You may have noticed by now that an odd function has no cosine terms in the Fourier series and an even function has no sine terms in the Fourier series. This observation is not a coincidence. Let us look at even and odd periodic function in more detail.

Recall that a function \(f(t)\) is odd if \(f(-t) = -f(t)\). A function \(f(t)\) is even if \(f(-t) = f(t)\). For example, \(\cos{(nt)}\) is even and \(\sin{(nt)}\) is odd. Similarly the function \(t^k\) is even if \(k\) is even and odd when \(k\) is odd.

##### Exercise \(\PageIndex{1}\)

Take two functions \(f(t)\) and \(g(t)\) and define their product \(h(t) =f(t)\,g(t)\).

- Suppose both \(f(t)\) and \(g(t)\) are odd, is \(h(t)\) odd or even?
- Suppose one is even and one is odd, is \(h(t)\) odd or even?
- Suppose both are even, is \(h(t)\) odd or even?

If \(f(t)\) and \(g(t)\) are both odd, then \(f(t) + g(t)\) is odd. Similarly for even functions. On the other hand, if \(f(t)\) is odd and \(g(t)\) even, then we cannot say anything about the sum \(f(t) + g(t)\). In fact, the Fourier series of any function is a sum of an odd (the sine terms) and an even (the cosine terms) function.

In this section we consider odd and even periodic functions. We have previously defined the \(2L\)-periodic extension of a function defined on the interval \([-L,L]\). Sometimes we are only interested in the function on the range \([0,L]\) and it would be convenient to have an odd (resp. even) function. If the function is odd (resp. even), all the cosine (resp. sine) terms will disappear. What we will do is take the odd (resp. even) extension of the function to \([-L,L]\) and then extend periodically to a \(2L\)-periodic function.

Take a function \(f(t)\) defined on \([0,L]\). On \((-L,L]\) define the functions

\[\begin{align}\begin{aligned} F_{\rm{odd}}(t)& \overset{ \rm{def}}{=} \left\{ \begin{array}{ccc} f(t) & \rm{if} & 0 \leq t \leq L, \\ -f(-t) & \rm{if} & -L < t < 0, \end{array} \right. \\ F_{\rm{even}}(t)& \overset{ \rm{def}}{=} \left\{ \begin{array}{ccc} f(t) & \rm{if} & 0 \leq t \leq L, \\ f(-t) & \rm{if} & -L < t < 0. \end{array} \right. \end{aligned}\end{align} \nonumber \]
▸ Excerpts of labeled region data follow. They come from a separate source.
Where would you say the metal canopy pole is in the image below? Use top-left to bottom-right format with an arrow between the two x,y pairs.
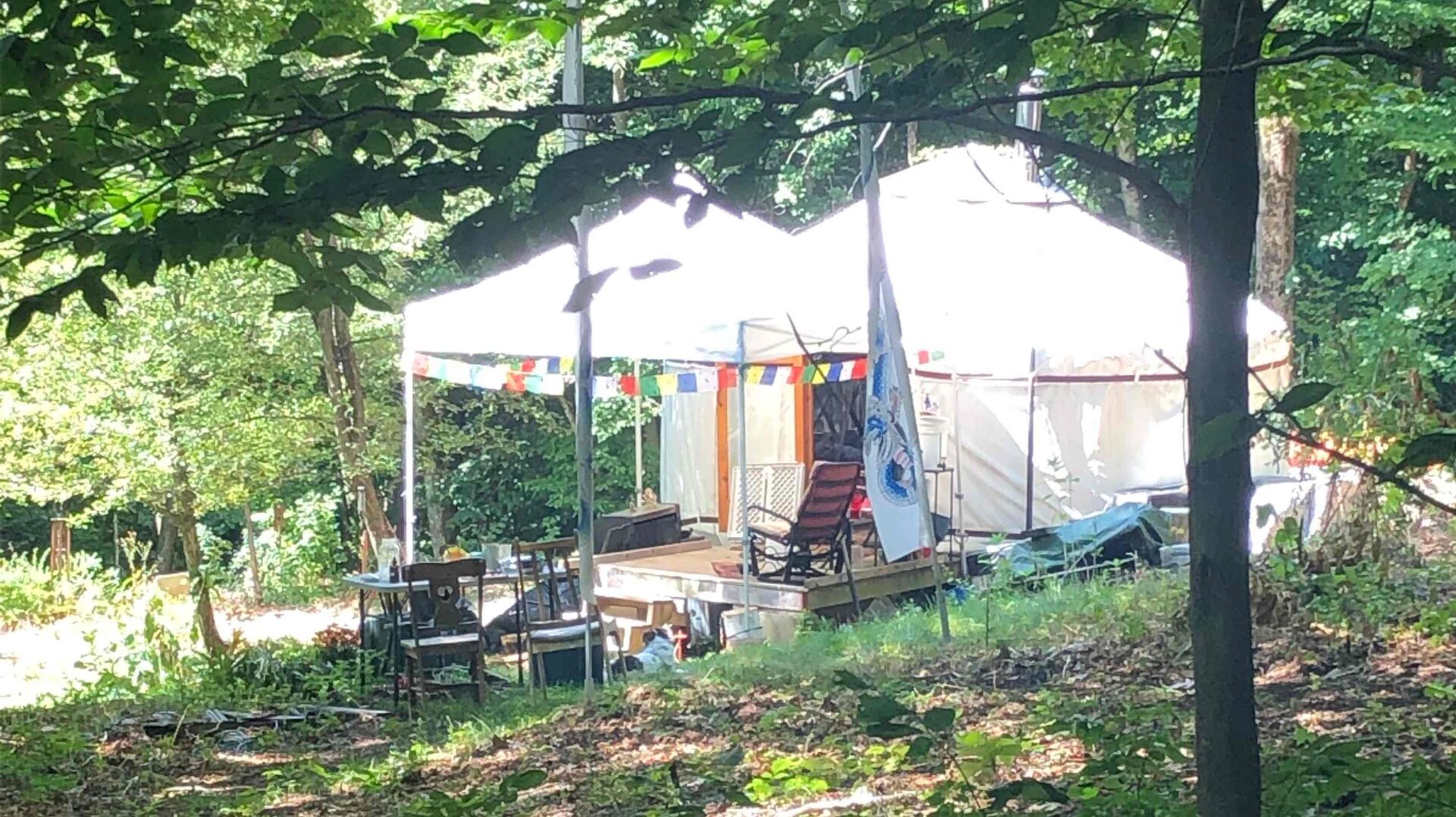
1022,348 -> 1037,533
562,0 -> 606,699
632,360 -> 642,509
734,322 -> 753,609
839,0 -> 951,640
401,360 -> 415,559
Extend \(F_{odd}(t)\) and \(F_{even}(t)\) to be \(2L\)-periodic. Then \(F_{odd}(t)\) is called the *odd periodic extension* of \(f(t)\), and \(F_{even}(t)\) is called the *even periodic extension* of \(f(t)\). For the odd extension we generally assume that \(f(0)=f(L)=0\).

##### Exercise \(\PageIndex{2}\)

Check that \(F_{odd}(t)\) is odd and that \(F_{even}(t)\) is even. For \(F_{odd}\), assume \(f(0)=f(L)=0\).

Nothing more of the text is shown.